[Info-vax] OpenSSL CSWS-2.2-1
Stephen Hoffman
seaohveh at hoffmanlabs.invalid
Fri Mar 15 17:09:23 EDT 2019
On 2019-03-15 19:45:54 +0000, Dave Froble said:
> You present a case that doesn't exist. VMS works for us.
>
> Really, what might be a possible replacement? Don't forget that 40
> years of business logic. That is a critical part. Other vendors have
> tried to compete. None came close.
>
> Some might blithely say "port elsewhere". None seem to consider the
> cost, both monetarily, and in mistakes that are sure to occur.
>
> We on the other hand must consider such. We have done so. We don't
> want to think of doing such a potentially disastrous and costly thing,
> to end up with at best, what already exists. At best, most likely less.
>
> Now, if you wish to actually consider the ramifications of what you
> propose, before doing the proposing, that might be wise.

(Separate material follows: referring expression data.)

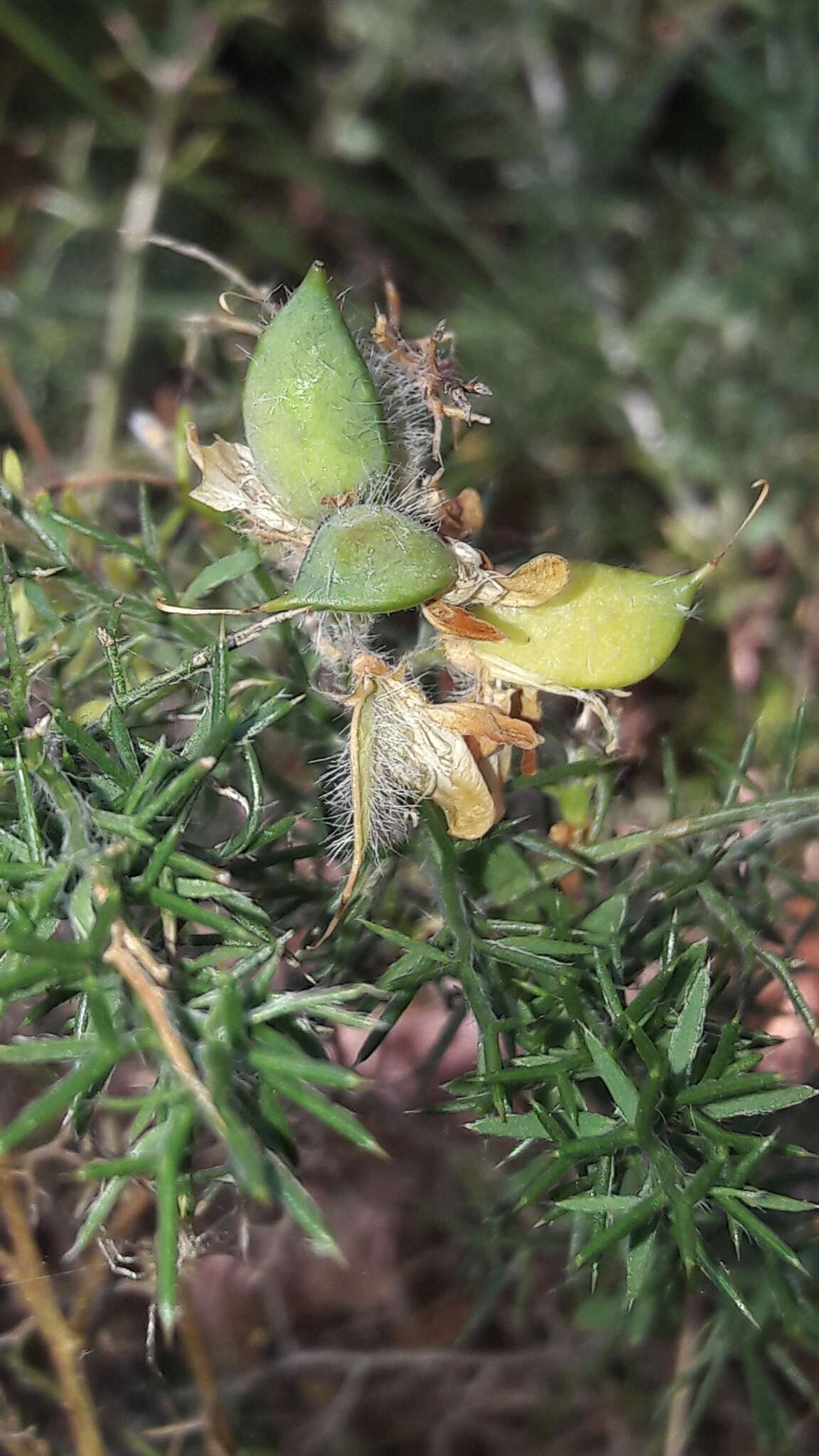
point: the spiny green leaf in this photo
(621, 1088)
(219, 572)
(755, 1104)
(687, 1034)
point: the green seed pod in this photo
(608, 628)
(312, 417)
(370, 558)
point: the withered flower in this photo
(404, 749)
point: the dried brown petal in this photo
(458, 622)
(229, 483)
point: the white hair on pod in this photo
(391, 801)
(407, 418)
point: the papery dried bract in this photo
(229, 483)
(404, 749)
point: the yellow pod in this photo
(608, 626)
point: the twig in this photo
(168, 79)
(212, 261)
(91, 479)
(63, 1344)
(216, 1429)
(144, 975)
(130, 1209)
(680, 1406)
(22, 417)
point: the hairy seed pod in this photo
(312, 417)
(370, 558)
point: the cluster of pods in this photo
(341, 479)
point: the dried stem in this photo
(137, 1201)
(215, 1421)
(678, 1428)
(22, 417)
(63, 1344)
(146, 976)
(168, 79)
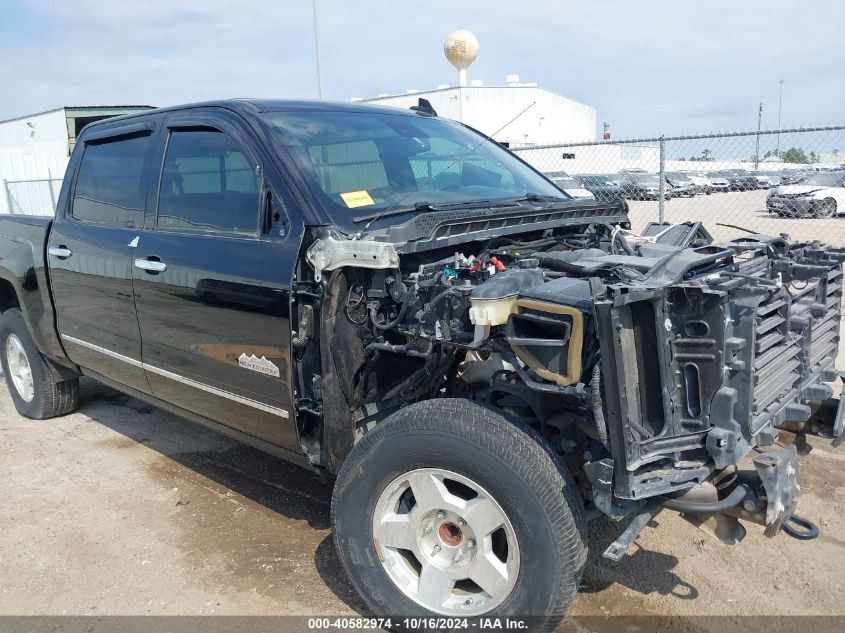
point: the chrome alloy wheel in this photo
(445, 542)
(20, 370)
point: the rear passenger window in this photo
(208, 185)
(111, 185)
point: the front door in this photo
(213, 291)
(89, 255)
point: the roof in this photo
(257, 106)
(60, 108)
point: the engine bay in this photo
(647, 361)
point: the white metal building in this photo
(552, 118)
(34, 152)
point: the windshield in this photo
(599, 181)
(363, 163)
(567, 183)
(824, 180)
(645, 179)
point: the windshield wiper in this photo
(428, 207)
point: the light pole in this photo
(317, 53)
(759, 123)
(780, 106)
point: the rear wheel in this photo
(449, 508)
(34, 389)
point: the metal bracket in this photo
(838, 432)
(619, 548)
(328, 253)
(779, 474)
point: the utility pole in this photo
(759, 123)
(780, 107)
(317, 52)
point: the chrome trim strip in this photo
(217, 392)
(102, 350)
(187, 381)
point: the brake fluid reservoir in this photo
(492, 302)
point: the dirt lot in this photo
(742, 208)
(123, 509)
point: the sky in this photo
(650, 66)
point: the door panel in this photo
(89, 257)
(212, 295)
(216, 331)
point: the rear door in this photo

As you quite correctly state, re-hosting and wholesale rewriting can be
(and variously will be) difficult for an incumbent provider with an
installed base. Incremental migration or incremental refactoring
(usually) being the most viable path.
Remember too to ponder whether a new competitor might be able to sell
at a lower price, with a different approach, with different tooling, or
a different platform. If a business isn't looking to undercut itself
and its own products and to attract new, somebody else can be. If
(when?) a "cheaper, and good enough" competitor appears, it can well be
too late for an incumbent.
As for OpenVMS and SSL and this particular comp.os.vms newsgroup
thread, Apache and a whole chain of other packages including SSL and
certificates and a password store should all have been fully integrated
into the base distro a decade ago. Trade-offs and assumptions and
expectations can and do change. What worked for a single-core VAX with
456 MB disks and 8 MB of RAM can be an entirely wrong trade-off when
desktops and low-end servers routinely operate with 16 or more cores,
64 GB of RAM, and a few dozen terabytes of SSD. And worse, as fast,
byte-addressable, persistent memory continues to arrive. And app
development tools on OpenVMS are weak, in the most charitable of terms.
Why do I mention this? Because this makes app development on OpenVMS
more tedious, more difficult, and variously more expensive.
There are always trade-offs with products and product updates and
pricing. Some management decisions will pay off. Some won't.